Normalization & Schema Design Principles¶

Normalization is the practice of organizing tables so each fact lives in exactly one place. It prevents update anomalies and data drift.

The Problem: Duplicated Data¶

tasks
┌────┬─────────┬──────────────┬───────────────────┐
│ id │ title   │ owner_name   │ owner_email       │
├────┼─────────┼──────────────┼───────────────────┤
│ 1  │ Buy     │ Ada Lovelace │ ada@example.com   │
│ 2  │ Ship    │ Ada Lovelace │ ada@example.com   │
└────┴─────────┴──────────────┴───────────────────┘

If Ada changes her email, you must update every task row. Miss one and your data is inconsistent. This is an update anomaly.

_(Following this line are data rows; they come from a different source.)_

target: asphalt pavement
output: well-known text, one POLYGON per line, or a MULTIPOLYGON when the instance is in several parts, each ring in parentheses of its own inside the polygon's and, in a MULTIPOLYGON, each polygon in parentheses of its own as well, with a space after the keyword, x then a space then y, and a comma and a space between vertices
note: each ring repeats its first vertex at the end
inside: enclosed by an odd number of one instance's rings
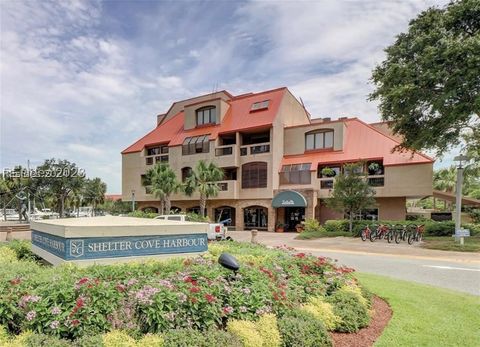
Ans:
MULTIPOLYGON (((249 231, 230 234, 250 241, 249 231)), ((257 240, 269 246, 287 245, 298 251, 326 256, 359 272, 389 276, 480 296, 480 254, 423 249, 418 244, 371 243, 358 238, 295 240, 294 233, 259 232, 257 240)))

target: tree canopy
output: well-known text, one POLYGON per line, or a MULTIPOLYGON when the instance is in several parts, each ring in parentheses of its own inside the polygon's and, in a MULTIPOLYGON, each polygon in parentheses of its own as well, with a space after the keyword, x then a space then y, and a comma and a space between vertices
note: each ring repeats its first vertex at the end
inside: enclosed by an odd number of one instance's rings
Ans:
POLYGON ((362 173, 362 164, 345 164, 343 172, 335 179, 327 206, 348 213, 351 232, 354 215, 375 206, 374 195, 375 190, 368 184, 365 173, 362 173))
MULTIPOLYGON (((429 8, 386 48, 370 100, 403 141, 399 150, 480 148, 480 1, 429 8)), ((474 158, 479 161, 477 156, 474 158)))

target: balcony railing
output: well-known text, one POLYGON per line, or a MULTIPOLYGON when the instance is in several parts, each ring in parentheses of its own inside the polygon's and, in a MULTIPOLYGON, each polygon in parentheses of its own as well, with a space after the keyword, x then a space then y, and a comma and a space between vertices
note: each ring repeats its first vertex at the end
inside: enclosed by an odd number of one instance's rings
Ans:
POLYGON ((228 190, 228 182, 218 182, 218 189, 221 192, 226 192, 228 190))
POLYGON ((262 154, 270 152, 270 142, 256 143, 253 145, 246 145, 240 147, 240 155, 245 156, 248 154, 262 154))
POLYGON ((383 176, 369 176, 368 185, 371 187, 383 187, 385 184, 385 177, 383 176))
MULTIPOLYGON (((367 176, 367 182, 371 187, 383 187, 385 185, 385 177, 383 175, 367 176)), ((321 178, 320 189, 333 189, 335 179, 321 178)))
POLYGON ((221 157, 224 155, 232 155, 233 154, 233 145, 231 146, 218 146, 215 148, 215 156, 221 157))
POLYGON ((145 164, 153 165, 154 163, 166 163, 168 162, 168 154, 167 155, 150 155, 145 157, 145 164))
POLYGON ((311 181, 310 171, 280 172, 280 184, 310 184, 311 181))

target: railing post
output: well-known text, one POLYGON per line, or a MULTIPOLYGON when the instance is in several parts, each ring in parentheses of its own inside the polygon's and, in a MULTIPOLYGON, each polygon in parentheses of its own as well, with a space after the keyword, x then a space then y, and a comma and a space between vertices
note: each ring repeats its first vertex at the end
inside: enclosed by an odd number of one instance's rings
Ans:
POLYGON ((251 239, 250 242, 251 243, 258 243, 258 241, 257 241, 258 230, 257 229, 252 229, 251 234, 252 234, 252 239, 251 239))

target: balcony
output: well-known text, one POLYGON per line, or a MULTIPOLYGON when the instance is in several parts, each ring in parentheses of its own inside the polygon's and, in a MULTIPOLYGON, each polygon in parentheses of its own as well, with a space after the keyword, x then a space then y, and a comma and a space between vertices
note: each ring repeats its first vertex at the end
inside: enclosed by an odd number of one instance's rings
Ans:
POLYGON ((280 172, 281 185, 310 184, 311 182, 312 173, 309 170, 280 172))
POLYGON ((238 199, 238 181, 228 180, 218 182, 218 195, 210 199, 238 199))
POLYGON ((385 177, 383 175, 368 176, 368 185, 371 187, 383 187, 385 185, 385 177))
POLYGON ((238 166, 237 145, 224 145, 215 147, 216 163, 222 167, 238 166))
POLYGON ((254 155, 270 153, 270 142, 256 143, 253 145, 240 146, 240 155, 254 155))
POLYGON ((222 157, 224 155, 232 155, 234 147, 236 146, 235 145, 217 146, 217 148, 215 148, 215 156, 222 157))
POLYGON ((167 155, 149 155, 145 157, 146 165, 153 165, 158 162, 168 163, 168 154, 167 155))
MULTIPOLYGON (((330 190, 333 189, 335 178, 325 177, 319 178, 320 181, 320 195, 321 198, 326 198, 330 196, 330 190)), ((368 184, 375 188, 376 196, 383 196, 383 187, 385 185, 385 176, 384 175, 371 175, 367 176, 366 180, 368 184)))

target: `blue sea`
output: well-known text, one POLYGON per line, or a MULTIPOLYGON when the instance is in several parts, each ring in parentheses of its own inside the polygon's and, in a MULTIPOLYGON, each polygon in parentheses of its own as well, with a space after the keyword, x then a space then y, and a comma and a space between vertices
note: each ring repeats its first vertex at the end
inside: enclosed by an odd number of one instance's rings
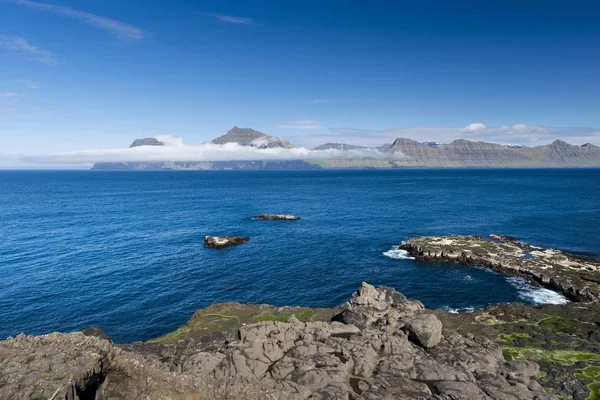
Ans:
POLYGON ((331 307, 362 281, 454 312, 565 301, 395 247, 490 233, 599 257, 600 170, 4 171, 0 338, 97 325, 147 340, 211 303, 331 307), (205 235, 252 240, 214 250, 205 235))

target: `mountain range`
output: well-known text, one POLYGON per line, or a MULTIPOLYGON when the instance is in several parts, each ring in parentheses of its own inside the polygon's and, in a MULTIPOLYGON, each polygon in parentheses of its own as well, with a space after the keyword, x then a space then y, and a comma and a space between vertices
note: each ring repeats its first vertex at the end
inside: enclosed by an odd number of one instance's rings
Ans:
MULTIPOLYGON (((237 143, 260 149, 295 146, 287 140, 267 135, 250 128, 234 126, 225 135, 211 141, 212 144, 237 143)), ((130 147, 164 146, 155 138, 136 139, 130 147)), ((318 169, 318 168, 526 168, 526 167, 600 167, 600 147, 587 143, 575 146, 562 140, 549 145, 525 147, 465 139, 443 144, 418 142, 398 138, 392 144, 378 147, 356 146, 345 143, 325 143, 314 151, 337 150, 340 156, 331 157, 324 152, 323 159, 286 161, 159 161, 96 163, 94 170, 206 170, 206 169, 318 169), (377 150, 381 157, 345 157, 344 152, 377 150), (389 157, 386 155, 389 154, 389 157)))

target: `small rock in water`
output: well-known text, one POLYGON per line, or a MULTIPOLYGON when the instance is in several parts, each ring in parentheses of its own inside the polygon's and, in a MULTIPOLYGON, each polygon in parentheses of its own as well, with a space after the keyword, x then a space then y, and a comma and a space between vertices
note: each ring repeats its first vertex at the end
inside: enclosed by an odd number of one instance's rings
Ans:
POLYGON ((249 237, 243 236, 205 236, 204 247, 212 249, 222 249, 224 247, 236 246, 238 244, 249 242, 249 237))
POLYGON ((254 218, 268 221, 296 221, 300 219, 300 217, 291 214, 258 214, 254 218))

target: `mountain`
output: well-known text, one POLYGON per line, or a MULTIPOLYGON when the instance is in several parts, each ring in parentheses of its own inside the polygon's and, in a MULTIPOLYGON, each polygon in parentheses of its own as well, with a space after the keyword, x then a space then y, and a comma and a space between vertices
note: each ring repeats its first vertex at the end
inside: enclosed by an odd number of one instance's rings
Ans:
POLYGON ((287 140, 269 136, 266 133, 262 133, 251 128, 238 128, 237 126, 231 128, 223 136, 213 139, 211 143, 237 143, 242 146, 253 146, 261 149, 274 147, 283 147, 286 149, 294 148, 294 145, 287 140))
POLYGON ((538 147, 515 147, 458 139, 446 145, 399 138, 387 151, 402 153, 396 167, 592 167, 600 166, 600 147, 561 140, 538 147))
MULTIPOLYGON (((241 146, 285 148, 294 146, 285 139, 250 128, 234 126, 213 144, 237 143, 241 146)), ((155 138, 136 139, 130 147, 164 146, 155 138)), ((330 142, 313 150, 341 151, 368 147, 330 142)), ((371 148, 373 149, 373 148, 371 148)), ((315 169, 315 168, 547 168, 600 167, 600 147, 591 143, 573 146, 562 140, 537 147, 503 145, 458 139, 451 143, 418 142, 398 138, 391 144, 376 147, 381 157, 336 157, 320 160, 286 161, 159 161, 96 163, 95 170, 206 170, 206 169, 315 169), (386 156, 387 155, 387 156, 386 156)))
POLYGON ((160 142, 155 138, 144 138, 144 139, 135 139, 133 143, 129 145, 129 148, 132 147, 140 147, 140 146, 164 146, 163 142, 160 142))
POLYGON ((329 149, 335 149, 335 150, 354 150, 354 149, 364 149, 364 148, 366 148, 366 147, 364 147, 364 146, 355 146, 355 145, 346 144, 346 143, 329 142, 329 143, 325 143, 325 144, 322 144, 320 146, 317 146, 313 150, 329 150, 329 149))

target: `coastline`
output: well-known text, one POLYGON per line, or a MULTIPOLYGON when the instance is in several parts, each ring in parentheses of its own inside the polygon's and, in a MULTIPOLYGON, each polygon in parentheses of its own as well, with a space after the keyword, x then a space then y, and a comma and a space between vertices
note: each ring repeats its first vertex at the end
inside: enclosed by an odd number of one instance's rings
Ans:
MULTIPOLYGON (((463 253, 481 240, 490 243, 481 237, 449 236, 410 239, 403 246, 423 260, 439 262, 440 249, 432 247, 431 255, 426 243, 441 241, 446 251, 460 244, 459 258, 443 258, 455 263, 464 262, 463 253)), ((504 236, 489 240, 505 246, 507 258, 515 256, 507 243, 540 253, 547 250, 504 236)), ((470 258, 472 264, 481 261, 470 258)), ((503 271, 518 275, 515 268, 503 271)), ((363 283, 350 301, 335 309, 213 304, 198 310, 178 330, 145 343, 113 344, 99 329, 19 335, 0 342, 0 376, 14 379, 14 365, 17 371, 37 376, 38 359, 46 354, 50 365, 59 359, 77 365, 68 367, 75 380, 44 372, 45 378, 28 381, 27 387, 44 396, 53 390, 55 395, 70 391, 79 396, 74 399, 94 393, 97 399, 187 400, 206 392, 206 387, 211 393, 241 390, 248 397, 239 398, 248 399, 345 393, 347 399, 368 400, 392 392, 423 399, 452 393, 469 393, 473 399, 556 398, 552 393, 593 399, 594 371, 600 368, 600 302, 578 301, 584 298, 575 297, 566 305, 508 303, 452 314, 427 310, 394 289, 363 283), (465 355, 471 360, 466 364, 465 355), (305 364, 312 367, 305 370, 305 364), (284 370, 296 372, 289 375, 284 370), (143 383, 150 380, 151 385, 143 383)), ((26 376, 20 379, 29 379, 26 376)), ((0 395, 14 390, 14 385, 0 386, 0 395)))

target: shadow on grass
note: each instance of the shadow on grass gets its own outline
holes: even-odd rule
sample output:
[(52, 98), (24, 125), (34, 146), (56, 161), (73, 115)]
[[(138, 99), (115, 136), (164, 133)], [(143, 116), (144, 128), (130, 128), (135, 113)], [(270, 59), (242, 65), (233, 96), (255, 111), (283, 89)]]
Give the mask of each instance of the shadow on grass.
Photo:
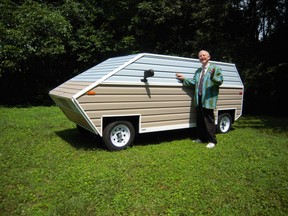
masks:
[(92, 133), (82, 134), (76, 128), (57, 131), (56, 135), (76, 149), (105, 149), (104, 143), (100, 136), (96, 136)]
[(287, 132), (288, 117), (243, 116), (235, 123), (235, 128), (272, 129), (274, 132)]
[(196, 129), (179, 129), (179, 130), (170, 130), (170, 131), (161, 131), (161, 132), (151, 132), (139, 134), (135, 138), (135, 145), (157, 145), (162, 142), (172, 142), (176, 140), (183, 139), (195, 139)]
[[(138, 134), (135, 137), (134, 145), (157, 145), (162, 142), (171, 142), (188, 138), (193, 139), (195, 134), (196, 129), (194, 128)], [(106, 150), (105, 144), (100, 136), (92, 133), (80, 133), (76, 128), (57, 131), (56, 135), (76, 149)]]

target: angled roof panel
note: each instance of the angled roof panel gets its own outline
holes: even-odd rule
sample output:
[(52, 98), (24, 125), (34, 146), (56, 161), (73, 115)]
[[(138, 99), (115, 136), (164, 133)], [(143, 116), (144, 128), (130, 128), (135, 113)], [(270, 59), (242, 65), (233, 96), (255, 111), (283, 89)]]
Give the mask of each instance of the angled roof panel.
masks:
[[(224, 76), (222, 87), (243, 87), (235, 64), (216, 61), (211, 61), (211, 63), (222, 68)], [(78, 98), (100, 83), (177, 86), (182, 84), (176, 80), (175, 73), (182, 73), (184, 76), (192, 78), (199, 67), (201, 67), (201, 63), (198, 59), (177, 56), (140, 53), (113, 57), (73, 77), (65, 82), (65, 85), (62, 84), (51, 92), (55, 92), (55, 94), (63, 92), (63, 96), (71, 97), (72, 95), (73, 98)], [(143, 83), (141, 80), (144, 71), (149, 69), (154, 70), (154, 76), (148, 78), (148, 83)], [(64, 94), (65, 88), (70, 83), (77, 85), (77, 89), (69, 90), (69, 94)], [(85, 83), (85, 85), (81, 83)], [(79, 90), (79, 86), (83, 87), (82, 90)]]
[[(113, 73), (117, 68), (121, 67), (129, 60), (133, 59), (137, 55), (129, 55), (122, 57), (114, 57), (107, 59), (106, 61), (95, 65), (94, 67), (84, 71), (83, 73), (75, 76), (71, 79), (71, 81), (93, 81), (103, 78), (103, 76), (107, 76), (110, 73)], [(112, 74), (111, 74), (112, 75)]]

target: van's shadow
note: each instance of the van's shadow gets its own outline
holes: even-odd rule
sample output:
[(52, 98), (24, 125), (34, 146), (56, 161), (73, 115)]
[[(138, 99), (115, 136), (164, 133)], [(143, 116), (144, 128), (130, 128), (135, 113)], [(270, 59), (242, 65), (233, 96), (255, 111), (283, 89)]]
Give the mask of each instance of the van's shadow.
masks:
[[(55, 132), (57, 136), (69, 143), (76, 149), (85, 150), (106, 150), (105, 144), (100, 136), (92, 133), (80, 133), (76, 128)], [(139, 134), (135, 137), (135, 146), (157, 145), (162, 142), (171, 142), (182, 139), (193, 139), (196, 135), (196, 129), (179, 129), (163, 132), (152, 132)]]
[(76, 149), (105, 149), (104, 143), (100, 136), (96, 136), (92, 133), (82, 134), (77, 130), (77, 128), (56, 131), (55, 133)]
[(168, 130), (161, 132), (151, 132), (145, 134), (139, 134), (135, 138), (135, 145), (157, 145), (162, 142), (172, 142), (183, 139), (194, 139), (196, 137), (196, 129), (179, 129), (179, 130)]

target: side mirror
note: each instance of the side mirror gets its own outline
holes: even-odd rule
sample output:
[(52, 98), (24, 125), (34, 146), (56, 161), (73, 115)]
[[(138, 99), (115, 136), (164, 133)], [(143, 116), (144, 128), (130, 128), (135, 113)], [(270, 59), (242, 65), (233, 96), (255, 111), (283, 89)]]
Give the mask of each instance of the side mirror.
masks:
[(154, 76), (154, 70), (153, 69), (149, 69), (149, 70), (145, 70), (144, 71), (144, 79), (141, 79), (142, 82), (147, 82), (147, 78), (148, 77), (153, 77)]

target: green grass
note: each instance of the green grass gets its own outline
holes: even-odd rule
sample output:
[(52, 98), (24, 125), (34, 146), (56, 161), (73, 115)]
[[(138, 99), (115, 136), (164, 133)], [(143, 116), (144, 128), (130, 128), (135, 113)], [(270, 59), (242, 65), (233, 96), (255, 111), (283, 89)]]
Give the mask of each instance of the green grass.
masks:
[(214, 149), (178, 130), (109, 152), (57, 107), (2, 107), (0, 215), (287, 215), (287, 125), (243, 116)]

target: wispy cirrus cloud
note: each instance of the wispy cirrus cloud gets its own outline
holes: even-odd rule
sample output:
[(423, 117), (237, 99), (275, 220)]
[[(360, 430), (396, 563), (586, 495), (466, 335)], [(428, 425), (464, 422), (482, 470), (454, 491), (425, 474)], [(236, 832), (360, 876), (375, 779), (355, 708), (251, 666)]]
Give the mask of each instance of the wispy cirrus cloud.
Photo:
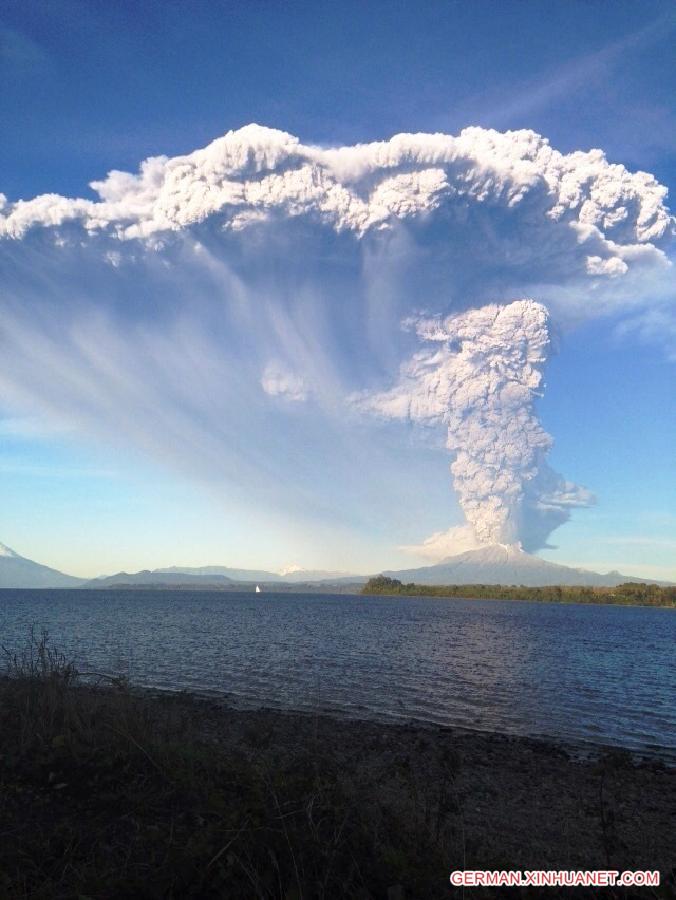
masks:
[(481, 118), (504, 127), (515, 119), (551, 106), (562, 97), (570, 98), (593, 90), (616, 67), (626, 62), (627, 54), (649, 50), (655, 43), (669, 41), (674, 31), (676, 15), (672, 11), (657, 16), (638, 30), (573, 58), (536, 81), (523, 84), (521, 89), (512, 85), (511, 96), (503, 97), (503, 102)]

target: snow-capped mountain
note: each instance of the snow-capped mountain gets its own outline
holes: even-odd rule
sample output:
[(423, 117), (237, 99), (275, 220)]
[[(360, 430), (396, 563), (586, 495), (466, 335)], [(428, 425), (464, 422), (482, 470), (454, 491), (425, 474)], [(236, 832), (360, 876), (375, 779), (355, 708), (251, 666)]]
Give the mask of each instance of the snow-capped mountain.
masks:
[(525, 553), (518, 544), (489, 544), (449, 556), (434, 566), (384, 572), (390, 578), (416, 584), (516, 584), (538, 587), (573, 584), (614, 587), (627, 581), (654, 581), (619, 572), (601, 575), (589, 569), (576, 569), (548, 562)]
[(79, 584), (81, 578), (42, 566), (0, 544), (0, 588), (67, 588)]

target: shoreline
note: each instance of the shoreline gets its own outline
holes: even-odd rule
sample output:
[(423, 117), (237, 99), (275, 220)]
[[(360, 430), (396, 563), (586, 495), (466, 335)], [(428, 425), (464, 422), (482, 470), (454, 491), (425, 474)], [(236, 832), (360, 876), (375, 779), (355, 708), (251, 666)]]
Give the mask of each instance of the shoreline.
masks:
[[(666, 879), (676, 866), (676, 778), (659, 760), (68, 676), (0, 678), (0, 785), (0, 895), (3, 877), (26, 877), (31, 852), (44, 877), (45, 847), (60, 854), (49, 865), (61, 881), (43, 893), (12, 893), (10, 882), (8, 895), (258, 896), (247, 879), (262, 884), (271, 858), (283, 890), (259, 884), (260, 896), (296, 896), (298, 885), (315, 896), (312, 870), (330, 874), (322, 896), (365, 900), (400, 887), (392, 896), (460, 897), (448, 876), (462, 868), (658, 869)], [(122, 880), (102, 887), (120, 860)], [(137, 877), (169, 886), (145, 894)]]
[(384, 790), (406, 773), (428, 796), (450, 771), (467, 868), (657, 868), (667, 877), (676, 867), (676, 770), (657, 757), (413, 720), (238, 709), (192, 692), (153, 696), (192, 711), (195, 734), (231, 752), (264, 744), (274, 759), (309, 746), (346, 771), (363, 768)]
[(435, 597), (466, 600), (513, 600), (581, 606), (640, 606), (676, 609), (676, 585), (626, 582), (615, 587), (548, 584), (403, 584), (396, 578), (378, 575), (362, 590), (365, 596)]
[(567, 738), (563, 735), (546, 735), (546, 734), (522, 734), (519, 732), (499, 731), (493, 728), (472, 727), (470, 725), (447, 724), (434, 722), (431, 719), (417, 719), (411, 716), (395, 717), (379, 715), (371, 710), (359, 710), (352, 712), (348, 709), (329, 709), (318, 706), (313, 707), (294, 707), (285, 705), (269, 705), (265, 701), (258, 702), (250, 700), (241, 694), (220, 691), (200, 691), (191, 688), (158, 688), (145, 687), (143, 685), (134, 685), (130, 690), (139, 697), (147, 696), (162, 702), (163, 699), (184, 698), (187, 704), (195, 704), (199, 707), (204, 704), (206, 707), (213, 707), (216, 710), (222, 709), (226, 712), (234, 714), (261, 714), (270, 716), (288, 716), (289, 718), (314, 719), (322, 718), (335, 720), (336, 722), (352, 722), (355, 725), (360, 723), (368, 726), (383, 728), (404, 729), (420, 732), (443, 733), (457, 737), (476, 736), (477, 738), (495, 738), (497, 741), (519, 742), (526, 744), (536, 743), (542, 744), (552, 749), (552, 752), (562, 752), (572, 760), (592, 761), (596, 762), (601, 757), (621, 754), (631, 760), (635, 766), (657, 766), (664, 767), (667, 770), (674, 770), (676, 775), (676, 746), (659, 746), (659, 747), (642, 747), (632, 748), (622, 744), (610, 744), (602, 741), (594, 741), (584, 738)]
[(674, 603), (616, 603), (611, 600), (533, 600), (532, 597), (470, 597), (465, 594), (380, 594), (364, 593), (362, 597), (387, 597), (390, 600), (405, 597), (408, 600), (466, 600), (469, 603), (532, 603), (535, 606), (614, 606), (630, 609), (676, 609)]

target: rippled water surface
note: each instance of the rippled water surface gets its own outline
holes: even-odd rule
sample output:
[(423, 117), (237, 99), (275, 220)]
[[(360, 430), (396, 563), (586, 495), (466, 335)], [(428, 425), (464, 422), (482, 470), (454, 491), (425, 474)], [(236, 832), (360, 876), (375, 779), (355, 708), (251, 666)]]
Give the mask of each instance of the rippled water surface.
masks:
[(83, 668), (242, 704), (652, 750), (676, 760), (676, 613), (482, 600), (0, 591)]

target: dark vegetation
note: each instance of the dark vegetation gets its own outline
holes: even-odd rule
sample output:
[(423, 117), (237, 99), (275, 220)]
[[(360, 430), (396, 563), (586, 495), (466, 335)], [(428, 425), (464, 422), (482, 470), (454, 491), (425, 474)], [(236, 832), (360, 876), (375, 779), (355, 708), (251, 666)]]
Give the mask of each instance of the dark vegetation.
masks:
[(659, 763), (152, 695), (46, 633), (5, 656), (0, 900), (434, 900), (460, 868), (659, 868), (659, 892), (547, 897), (674, 896)]
[(407, 597), (462, 597), (468, 600), (535, 600), (542, 603), (614, 603), (622, 606), (676, 607), (676, 586), (628, 582), (617, 587), (550, 585), (520, 587), (504, 584), (402, 584), (378, 575), (362, 594), (403, 594)]
[[(402, 772), (402, 816), (368, 773), (300, 752), (219, 748), (190, 704), (83, 683), (48, 636), (0, 679), (0, 897), (444, 896), (447, 784)], [(88, 673), (89, 677), (106, 676)], [(388, 889), (392, 888), (388, 893)]]

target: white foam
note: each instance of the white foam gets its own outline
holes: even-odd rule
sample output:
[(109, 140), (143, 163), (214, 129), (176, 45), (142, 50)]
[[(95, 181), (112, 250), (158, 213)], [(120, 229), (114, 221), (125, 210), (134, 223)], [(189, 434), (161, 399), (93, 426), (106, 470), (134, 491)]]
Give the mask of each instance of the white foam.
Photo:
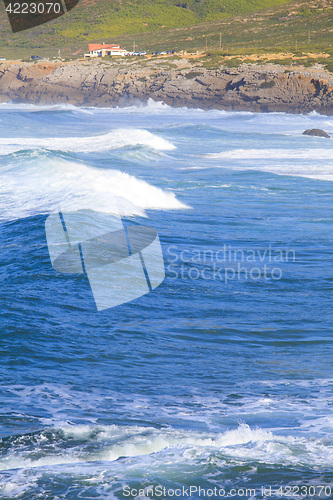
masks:
[(123, 148), (125, 146), (146, 146), (158, 151), (170, 151), (175, 146), (145, 129), (115, 129), (101, 135), (88, 137), (7, 137), (0, 138), (0, 154), (11, 154), (27, 149), (48, 149), (90, 153)]
[[(333, 180), (332, 149), (233, 149), (205, 156), (210, 159), (225, 160), (219, 165), (232, 170), (257, 170), (278, 175), (293, 175), (310, 179)], [(240, 161), (240, 165), (230, 164)], [(257, 160), (255, 165), (245, 161)], [(287, 160), (287, 161), (286, 161)], [(303, 160), (303, 161), (294, 161)]]
[(261, 160), (261, 159), (305, 159), (333, 160), (332, 149), (232, 149), (221, 153), (211, 153), (208, 158), (225, 158), (229, 160)]
[(146, 209), (187, 208), (171, 192), (119, 170), (43, 156), (0, 171), (0, 217), (13, 220), (56, 211), (145, 215)]
[(17, 102), (2, 102), (0, 103), (0, 110), (8, 112), (40, 112), (40, 111), (73, 111), (80, 108), (73, 104), (27, 104)]
[(35, 434), (32, 439), (33, 454), (29, 439), (14, 439), (0, 460), (0, 470), (143, 456), (163, 465), (166, 454), (175, 464), (206, 461), (211, 456), (266, 464), (333, 466), (333, 444), (326, 437), (278, 435), (246, 424), (220, 434), (138, 426), (64, 426)]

The Fix: Separate the Concerns¶

users                        tasks
┌────┬──────────────┬──────┐ ┌────┬───────┬──────────┐
│ id │ name         │ email│ │ id │ title │ owner_id │
└────┴──────────────┴──────┘ └────┴───────┴──────────┘

Now Ada's email lives in one row. Tasks just reference her by owner_id.

The First Three Normal Forms (plain English)¶

1.1NF — each cell holds a single value (no comma-separated lists in a column).
2.2NF — every non-key column depends on the whole primary key.
3.3NF — non-key columns depend on nothing but the key.

A practical rule of thumb: "Each fact, once, in the right place."

When to Denormalize¶

Normalization optimizes for correctness and writes. Sometimes you trade it for read speed:

A cached task_count on users to avoid COUNT(*) on every page load.
A duplicated author_name snapshot so deleting a user doesn't blank old posts.

Denormalize deliberately, knowing you now own the job of keeping copies in sync. Start normalized; denormalize only when a real performance need appears.